Table of Content
Obsessive-compulsive symptoms dimension
Evidence-based diagnosis of OCD
Obsessive Compulsive Disorder (OCD) is a neuropsychiatric disorder often characterized by the manifestation of obsessive and compulsive actions that are time consuming and interfere with the client’s life. OCD is characterized by recurrent obsessive thoughts or mental images that are disturbing, unwanted and cause distress. The obsessions are distasteful, senseless, and to some people, repugnant. The compulsions are the thoughts that an individual suffering from OCD performs in the attempt to suppress or overcome their obsessions. The compulsive behavior typically involve repetition of some behavior such as washing, avoiding, or checking, or some mental acts that the individual feels compelled to do so as to avoid a dreaded outcome or reduce the distress. These activities are of bizarre quality because they do not relate to what they are supposed to neutralize or in some instances, prevent. The aim of this paper is to integrate clinical diagnosis with Evidence Based interventions in the management of obsessive and compulsive disorder among children and adolescents.
Many young children undergo a period where they insist on some elaborate rituals at meal-times, bed-time or bath-time, as part of the process of learning and mastering their daily routine. These behaviors cannot be described as OCD since they form part of the normal development and normally subside as the child grows (Freeman et al., 2008). However, for children with OCD, The obsessive thoughts and the consequent compulsive behavior continue past the age the child would be expected to have stopped such behavior. The obsessions and compulsions would also start to interfere with the child’s daily functioning and impacts negatively on the child’s ability interact with other children, attend school, or pursue hobbies (Mataix-Cols et al., 2005). The disorder could also affect the functioning of the family forcing the parents to change the organization of their life to accommodate the child’s demands and rituals.

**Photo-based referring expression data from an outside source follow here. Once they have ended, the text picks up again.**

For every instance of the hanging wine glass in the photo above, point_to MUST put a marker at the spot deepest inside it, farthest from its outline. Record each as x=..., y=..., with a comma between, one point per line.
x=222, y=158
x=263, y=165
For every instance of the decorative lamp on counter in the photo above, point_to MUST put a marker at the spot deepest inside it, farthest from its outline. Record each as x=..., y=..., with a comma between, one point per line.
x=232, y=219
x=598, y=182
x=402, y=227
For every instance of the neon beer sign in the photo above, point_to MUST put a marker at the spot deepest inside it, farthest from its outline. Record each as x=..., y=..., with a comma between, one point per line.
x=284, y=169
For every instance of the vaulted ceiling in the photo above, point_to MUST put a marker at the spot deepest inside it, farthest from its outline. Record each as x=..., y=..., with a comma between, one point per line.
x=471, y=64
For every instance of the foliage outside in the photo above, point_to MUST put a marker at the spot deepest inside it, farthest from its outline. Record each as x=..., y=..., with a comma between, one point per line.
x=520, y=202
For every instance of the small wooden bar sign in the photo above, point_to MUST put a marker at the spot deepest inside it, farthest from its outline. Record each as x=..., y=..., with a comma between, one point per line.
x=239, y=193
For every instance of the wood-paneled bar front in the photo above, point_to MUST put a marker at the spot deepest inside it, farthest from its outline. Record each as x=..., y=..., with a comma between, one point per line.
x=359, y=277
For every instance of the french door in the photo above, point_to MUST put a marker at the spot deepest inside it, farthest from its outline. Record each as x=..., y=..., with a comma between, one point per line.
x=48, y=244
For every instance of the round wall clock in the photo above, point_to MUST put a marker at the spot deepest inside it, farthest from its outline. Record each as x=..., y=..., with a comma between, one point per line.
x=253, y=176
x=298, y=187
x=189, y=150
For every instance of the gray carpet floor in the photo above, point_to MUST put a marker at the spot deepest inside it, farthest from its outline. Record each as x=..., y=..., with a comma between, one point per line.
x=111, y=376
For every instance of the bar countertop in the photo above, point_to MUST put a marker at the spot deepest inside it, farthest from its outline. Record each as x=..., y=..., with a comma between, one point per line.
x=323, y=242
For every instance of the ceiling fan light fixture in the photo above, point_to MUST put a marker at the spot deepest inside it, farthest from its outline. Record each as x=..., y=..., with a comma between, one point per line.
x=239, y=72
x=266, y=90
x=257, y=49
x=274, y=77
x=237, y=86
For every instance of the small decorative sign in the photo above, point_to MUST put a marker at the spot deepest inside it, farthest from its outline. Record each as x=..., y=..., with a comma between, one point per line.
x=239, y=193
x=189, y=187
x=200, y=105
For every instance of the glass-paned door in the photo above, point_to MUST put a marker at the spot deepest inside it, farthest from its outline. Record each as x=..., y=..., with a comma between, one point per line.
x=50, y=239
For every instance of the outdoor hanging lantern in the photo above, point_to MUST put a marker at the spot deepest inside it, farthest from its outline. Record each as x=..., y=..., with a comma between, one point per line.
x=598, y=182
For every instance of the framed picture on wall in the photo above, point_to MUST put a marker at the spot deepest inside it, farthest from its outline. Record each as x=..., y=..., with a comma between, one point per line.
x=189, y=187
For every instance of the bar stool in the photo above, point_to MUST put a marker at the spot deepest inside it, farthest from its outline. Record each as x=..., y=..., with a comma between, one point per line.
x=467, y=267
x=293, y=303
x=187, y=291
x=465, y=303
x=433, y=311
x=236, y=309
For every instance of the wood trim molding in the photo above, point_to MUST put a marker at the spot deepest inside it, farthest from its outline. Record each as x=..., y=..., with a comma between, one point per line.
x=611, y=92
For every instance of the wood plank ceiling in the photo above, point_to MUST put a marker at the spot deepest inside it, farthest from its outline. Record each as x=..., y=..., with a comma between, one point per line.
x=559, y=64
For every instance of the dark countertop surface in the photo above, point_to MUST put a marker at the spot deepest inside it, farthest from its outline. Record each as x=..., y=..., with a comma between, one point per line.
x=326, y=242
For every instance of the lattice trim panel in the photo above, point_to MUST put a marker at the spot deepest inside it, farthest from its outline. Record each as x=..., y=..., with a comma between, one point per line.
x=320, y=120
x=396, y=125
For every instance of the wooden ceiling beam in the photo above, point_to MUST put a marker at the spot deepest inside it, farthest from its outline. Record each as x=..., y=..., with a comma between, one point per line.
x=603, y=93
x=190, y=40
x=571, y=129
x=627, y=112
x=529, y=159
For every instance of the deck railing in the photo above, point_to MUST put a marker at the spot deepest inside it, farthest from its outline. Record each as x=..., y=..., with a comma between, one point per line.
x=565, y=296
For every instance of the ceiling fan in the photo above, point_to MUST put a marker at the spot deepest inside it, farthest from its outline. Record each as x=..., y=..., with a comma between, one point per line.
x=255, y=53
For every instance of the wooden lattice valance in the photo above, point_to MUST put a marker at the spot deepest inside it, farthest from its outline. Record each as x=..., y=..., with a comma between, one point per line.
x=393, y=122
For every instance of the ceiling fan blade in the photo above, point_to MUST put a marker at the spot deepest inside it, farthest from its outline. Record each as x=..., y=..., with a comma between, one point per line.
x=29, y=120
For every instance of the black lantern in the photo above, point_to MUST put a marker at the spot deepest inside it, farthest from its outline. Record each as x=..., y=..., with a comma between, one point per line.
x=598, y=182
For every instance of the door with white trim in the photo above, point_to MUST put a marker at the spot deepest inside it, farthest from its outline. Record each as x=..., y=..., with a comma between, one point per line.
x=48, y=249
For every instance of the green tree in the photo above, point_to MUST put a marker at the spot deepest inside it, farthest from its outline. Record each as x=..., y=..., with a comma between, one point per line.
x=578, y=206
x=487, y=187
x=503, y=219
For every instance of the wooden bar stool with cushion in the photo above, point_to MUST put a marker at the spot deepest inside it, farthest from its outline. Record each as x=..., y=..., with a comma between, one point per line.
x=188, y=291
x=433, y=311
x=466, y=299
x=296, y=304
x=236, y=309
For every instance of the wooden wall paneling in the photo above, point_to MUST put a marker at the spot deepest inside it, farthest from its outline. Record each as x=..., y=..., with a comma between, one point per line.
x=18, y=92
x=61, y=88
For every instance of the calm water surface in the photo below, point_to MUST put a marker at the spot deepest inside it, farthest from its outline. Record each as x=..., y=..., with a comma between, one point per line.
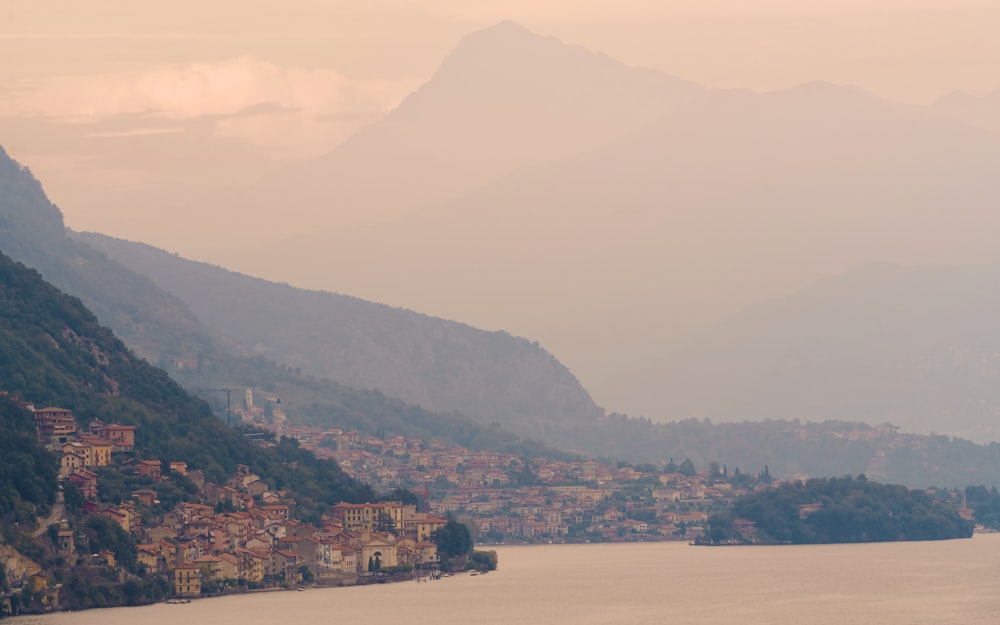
x=880, y=584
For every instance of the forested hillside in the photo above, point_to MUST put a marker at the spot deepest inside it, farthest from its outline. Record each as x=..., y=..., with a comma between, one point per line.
x=838, y=510
x=55, y=353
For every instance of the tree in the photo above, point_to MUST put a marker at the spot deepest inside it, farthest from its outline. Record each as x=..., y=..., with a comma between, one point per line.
x=687, y=468
x=453, y=539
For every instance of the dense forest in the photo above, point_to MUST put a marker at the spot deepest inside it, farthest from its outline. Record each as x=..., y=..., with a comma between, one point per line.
x=837, y=510
x=53, y=352
x=162, y=329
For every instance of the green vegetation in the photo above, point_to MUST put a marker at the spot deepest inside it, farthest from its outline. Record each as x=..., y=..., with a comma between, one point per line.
x=54, y=352
x=837, y=510
x=27, y=469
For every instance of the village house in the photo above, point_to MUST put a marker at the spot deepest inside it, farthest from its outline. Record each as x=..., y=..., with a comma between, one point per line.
x=187, y=580
x=55, y=425
x=149, y=468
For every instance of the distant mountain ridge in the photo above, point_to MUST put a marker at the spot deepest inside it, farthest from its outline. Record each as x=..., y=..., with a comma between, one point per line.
x=914, y=346
x=485, y=376
x=440, y=365
x=503, y=99
x=618, y=256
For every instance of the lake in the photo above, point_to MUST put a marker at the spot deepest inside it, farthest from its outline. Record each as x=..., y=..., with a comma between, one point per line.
x=910, y=583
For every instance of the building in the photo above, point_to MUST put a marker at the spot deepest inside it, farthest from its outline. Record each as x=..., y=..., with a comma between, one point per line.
x=121, y=436
x=187, y=580
x=370, y=517
x=55, y=425
x=149, y=468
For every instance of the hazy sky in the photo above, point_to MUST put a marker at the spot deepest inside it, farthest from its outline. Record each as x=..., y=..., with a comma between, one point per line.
x=125, y=109
x=114, y=97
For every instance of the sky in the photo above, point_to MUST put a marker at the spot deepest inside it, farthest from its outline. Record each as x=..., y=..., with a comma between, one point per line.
x=295, y=79
x=127, y=110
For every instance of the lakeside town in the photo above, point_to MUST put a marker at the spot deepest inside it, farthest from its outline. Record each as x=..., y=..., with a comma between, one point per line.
x=203, y=538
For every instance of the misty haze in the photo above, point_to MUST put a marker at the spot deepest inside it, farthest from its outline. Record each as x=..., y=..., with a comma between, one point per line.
x=720, y=273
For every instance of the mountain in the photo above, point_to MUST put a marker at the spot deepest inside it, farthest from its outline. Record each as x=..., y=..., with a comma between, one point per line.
x=914, y=346
x=504, y=98
x=617, y=257
x=56, y=353
x=66, y=334
x=441, y=365
x=162, y=329
x=979, y=111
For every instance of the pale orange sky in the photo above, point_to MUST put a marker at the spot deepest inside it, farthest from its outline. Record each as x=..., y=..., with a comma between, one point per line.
x=82, y=84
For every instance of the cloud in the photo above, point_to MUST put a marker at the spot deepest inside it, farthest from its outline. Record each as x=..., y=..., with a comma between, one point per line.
x=286, y=107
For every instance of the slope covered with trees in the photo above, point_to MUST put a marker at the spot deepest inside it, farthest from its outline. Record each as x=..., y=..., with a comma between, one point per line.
x=161, y=328
x=55, y=353
x=837, y=510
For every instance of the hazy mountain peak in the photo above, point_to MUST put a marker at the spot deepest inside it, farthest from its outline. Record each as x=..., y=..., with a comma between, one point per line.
x=506, y=65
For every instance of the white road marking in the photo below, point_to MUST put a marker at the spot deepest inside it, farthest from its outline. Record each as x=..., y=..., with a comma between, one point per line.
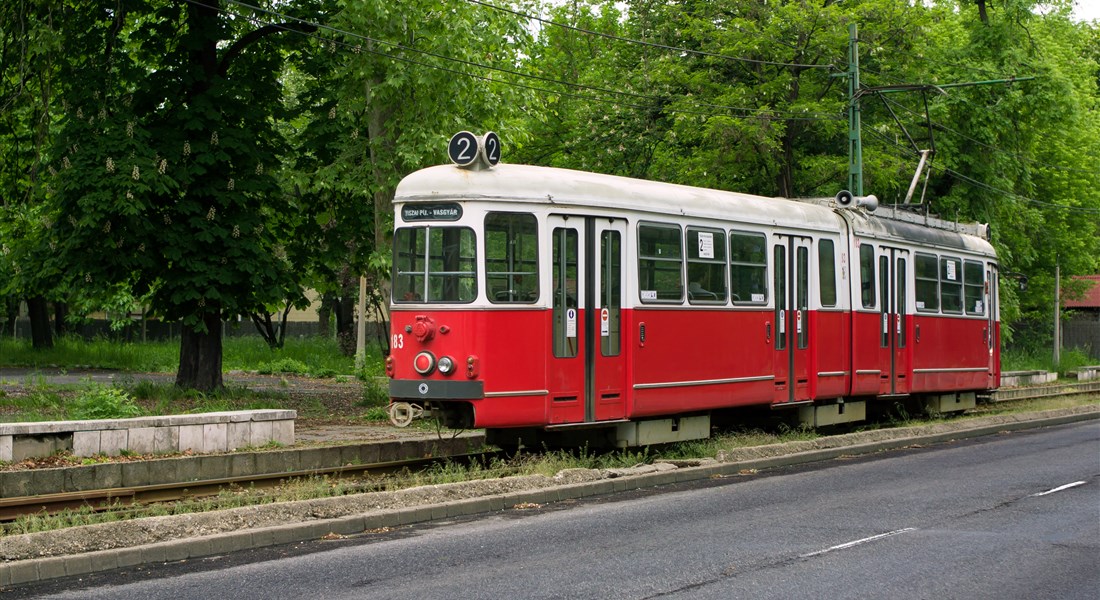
x=1059, y=488
x=858, y=542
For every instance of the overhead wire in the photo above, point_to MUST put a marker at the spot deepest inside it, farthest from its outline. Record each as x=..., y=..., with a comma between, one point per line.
x=1016, y=155
x=769, y=116
x=644, y=43
x=902, y=152
x=738, y=111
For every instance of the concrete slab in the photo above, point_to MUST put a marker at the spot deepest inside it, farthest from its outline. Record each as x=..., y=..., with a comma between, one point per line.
x=142, y=440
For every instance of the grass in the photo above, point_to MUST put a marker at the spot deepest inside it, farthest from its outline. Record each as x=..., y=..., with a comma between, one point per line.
x=545, y=464
x=1033, y=359
x=308, y=356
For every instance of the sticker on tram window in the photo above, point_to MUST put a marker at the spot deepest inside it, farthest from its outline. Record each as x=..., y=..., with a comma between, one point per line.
x=431, y=213
x=705, y=244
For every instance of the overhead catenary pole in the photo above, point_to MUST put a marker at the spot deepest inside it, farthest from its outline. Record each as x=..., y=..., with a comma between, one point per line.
x=1057, y=314
x=855, y=143
x=361, y=327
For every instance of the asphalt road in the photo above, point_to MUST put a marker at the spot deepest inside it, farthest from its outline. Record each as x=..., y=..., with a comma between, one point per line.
x=1009, y=516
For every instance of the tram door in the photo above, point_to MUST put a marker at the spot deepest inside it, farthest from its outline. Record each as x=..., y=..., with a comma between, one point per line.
x=991, y=339
x=893, y=324
x=586, y=371
x=791, y=277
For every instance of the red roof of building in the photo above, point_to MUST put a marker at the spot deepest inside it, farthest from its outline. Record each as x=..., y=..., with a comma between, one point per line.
x=1091, y=296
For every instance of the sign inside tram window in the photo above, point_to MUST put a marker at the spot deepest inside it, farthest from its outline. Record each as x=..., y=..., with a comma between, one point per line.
x=492, y=149
x=463, y=149
x=705, y=244
x=448, y=211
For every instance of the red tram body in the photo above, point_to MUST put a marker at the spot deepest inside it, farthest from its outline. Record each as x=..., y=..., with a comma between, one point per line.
x=534, y=301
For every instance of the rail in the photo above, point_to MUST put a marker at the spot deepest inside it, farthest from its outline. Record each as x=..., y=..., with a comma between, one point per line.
x=111, y=499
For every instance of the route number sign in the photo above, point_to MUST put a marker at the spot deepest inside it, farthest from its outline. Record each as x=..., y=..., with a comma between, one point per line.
x=473, y=151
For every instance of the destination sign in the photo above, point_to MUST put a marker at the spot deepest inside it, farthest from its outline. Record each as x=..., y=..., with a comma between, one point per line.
x=431, y=213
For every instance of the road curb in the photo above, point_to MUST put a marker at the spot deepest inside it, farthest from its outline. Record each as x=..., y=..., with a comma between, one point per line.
x=41, y=569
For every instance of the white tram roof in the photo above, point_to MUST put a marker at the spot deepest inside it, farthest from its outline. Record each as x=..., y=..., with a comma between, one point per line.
x=593, y=192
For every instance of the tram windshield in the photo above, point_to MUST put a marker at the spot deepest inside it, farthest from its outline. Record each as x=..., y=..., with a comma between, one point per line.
x=435, y=264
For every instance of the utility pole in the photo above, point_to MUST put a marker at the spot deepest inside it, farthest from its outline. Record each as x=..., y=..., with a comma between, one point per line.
x=855, y=140
x=1057, y=314
x=855, y=135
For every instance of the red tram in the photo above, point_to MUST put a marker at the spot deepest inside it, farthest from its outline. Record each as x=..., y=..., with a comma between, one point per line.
x=534, y=301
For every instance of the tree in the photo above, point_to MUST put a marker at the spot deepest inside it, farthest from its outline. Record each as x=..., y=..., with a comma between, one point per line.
x=381, y=90
x=29, y=50
x=166, y=160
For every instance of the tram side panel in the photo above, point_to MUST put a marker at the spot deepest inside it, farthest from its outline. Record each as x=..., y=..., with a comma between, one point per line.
x=950, y=353
x=829, y=331
x=688, y=360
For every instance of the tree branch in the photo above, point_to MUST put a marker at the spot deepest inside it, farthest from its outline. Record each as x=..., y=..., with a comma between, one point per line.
x=254, y=36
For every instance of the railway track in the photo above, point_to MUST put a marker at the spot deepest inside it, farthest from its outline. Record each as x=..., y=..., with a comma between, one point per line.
x=1007, y=394
x=120, y=498
x=114, y=499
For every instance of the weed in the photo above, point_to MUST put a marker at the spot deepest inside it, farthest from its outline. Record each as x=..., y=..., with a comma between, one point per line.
x=376, y=414
x=100, y=402
x=375, y=392
x=283, y=366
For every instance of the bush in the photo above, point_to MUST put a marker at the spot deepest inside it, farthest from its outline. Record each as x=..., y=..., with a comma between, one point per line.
x=284, y=366
x=375, y=392
x=100, y=402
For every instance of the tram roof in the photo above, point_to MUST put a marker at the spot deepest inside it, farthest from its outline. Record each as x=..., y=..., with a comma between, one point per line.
x=593, y=191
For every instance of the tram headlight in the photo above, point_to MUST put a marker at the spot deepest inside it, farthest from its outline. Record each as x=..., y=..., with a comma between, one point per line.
x=424, y=363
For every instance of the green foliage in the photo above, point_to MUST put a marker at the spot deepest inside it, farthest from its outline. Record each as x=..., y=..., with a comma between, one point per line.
x=376, y=414
x=375, y=393
x=103, y=402
x=284, y=366
x=1041, y=358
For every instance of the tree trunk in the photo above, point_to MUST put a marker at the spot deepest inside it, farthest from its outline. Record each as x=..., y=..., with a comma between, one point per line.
x=41, y=335
x=61, y=312
x=200, y=357
x=325, y=315
x=345, y=319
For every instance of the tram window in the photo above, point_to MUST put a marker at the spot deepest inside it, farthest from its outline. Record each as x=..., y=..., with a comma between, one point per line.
x=435, y=264
x=660, y=263
x=867, y=275
x=512, y=250
x=826, y=272
x=748, y=268
x=974, y=285
x=927, y=283
x=884, y=294
x=802, y=297
x=950, y=285
x=781, y=300
x=564, y=292
x=706, y=266
x=611, y=293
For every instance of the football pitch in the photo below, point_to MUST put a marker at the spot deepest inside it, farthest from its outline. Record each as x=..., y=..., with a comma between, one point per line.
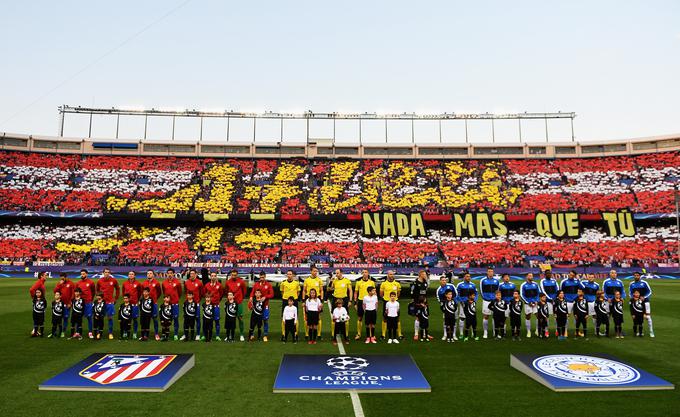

The lifetime prevalence of obsessive compulsive disorder is three percent which makes it one of the most common neuropsychiatric conditions. Often, OCD symptoms appear before puberty in about one-third of the sufferers. In some study comprising about three hundred and thirty adult sufferers forty-nine percent were found to have shown their first symptoms before the age of eleven and twenty-three percent before eighteen years (de Mathis et al., 2009). However, before 1988, OCD was viewed as rare until a study was published which give an estimation of a one year prevalence of about 0.7 percent I the United states of America (Freeman et al., 2008). A recent British study estimated point prevalence among the five to fifteen years old of point two five percent, and surprisingly, most of the cases had not sought treatment. The data was similar to the adult epidemiological studies. The studies also found that the incidences of OCD had two peaks with different gender distribution (Mataix-Cols et al., 2005). The first peak appears among children aged between seven and twelve years old with a male preponderance. The second peak has a female preponderance starting at a mean age of twenty-one.
Obsessive compulsive disorder is characterized by the exhibition of obsessions or compulsions that consume time, cause distress in the patient’s life. Obsessions are intrusive, images, fears, unwanted ideas or thoughts that the patients find uncomfortable, distressing, and unpleasant or anxiety provoking (Freeman et al., 2008). The compulsions behaviors are the repetitive acts performed in order to ignore, eliminate, or reduce the anxiety caused by the obsessive thoughts. The compulsive actions are undertaken according to the rules the patient feels driven to observe or follow. The symptoms differ from a patient to the other but also from time to time in the same patient. Children and adolescent present a higher probability of exhibiting compulsions without obsessions. Children are also unlikely recognize the symptoms as ego dystonic, thus, making them unwilling to resist the urge to perform the compulsive behavior. Consequently, DSM-IV does not demand that the children should have insight in order to qualify for the diagnoses. It is possible that the children may present some tic-like behavior which is most likely confused with complex tic, especially if the compulsions are simple acts of touching (Micali et al., 2010). It is possible that the compulsion is accompanied by an obsession as well as various types of sensory phenomena.
Obsessive-compulsive symptoms dimension
Although subdividing the clients into age groups of onset has been useful in identifying the homogenous sub-groups, the dimensional approach has been found to have greater value. Consequently, factor-analytic research has reduced OCD symptom to few consistent and clinically valuable dimensions such as contamination and cleaning, symmetry and ordering and hoarding, as well as obsession and checking. The symptoms dimensions are similar in all age groups, and, therefore, can be understood as overlapping clinical features that occur alongside the normal worries that are first evident in childhood, and correlate with several genetic and neural imaging treatment variables (Martais-Cols et al., 2005). Some studies have indicated that in the early on-set of OCD, most patients display higher severity in such symptoms dimensions as aggressive obsessions and the related compulsive behavior, sexual and related compulsions, as well as ordering and obsessions and their related compulsive behaviors (Rosario et al., 2008).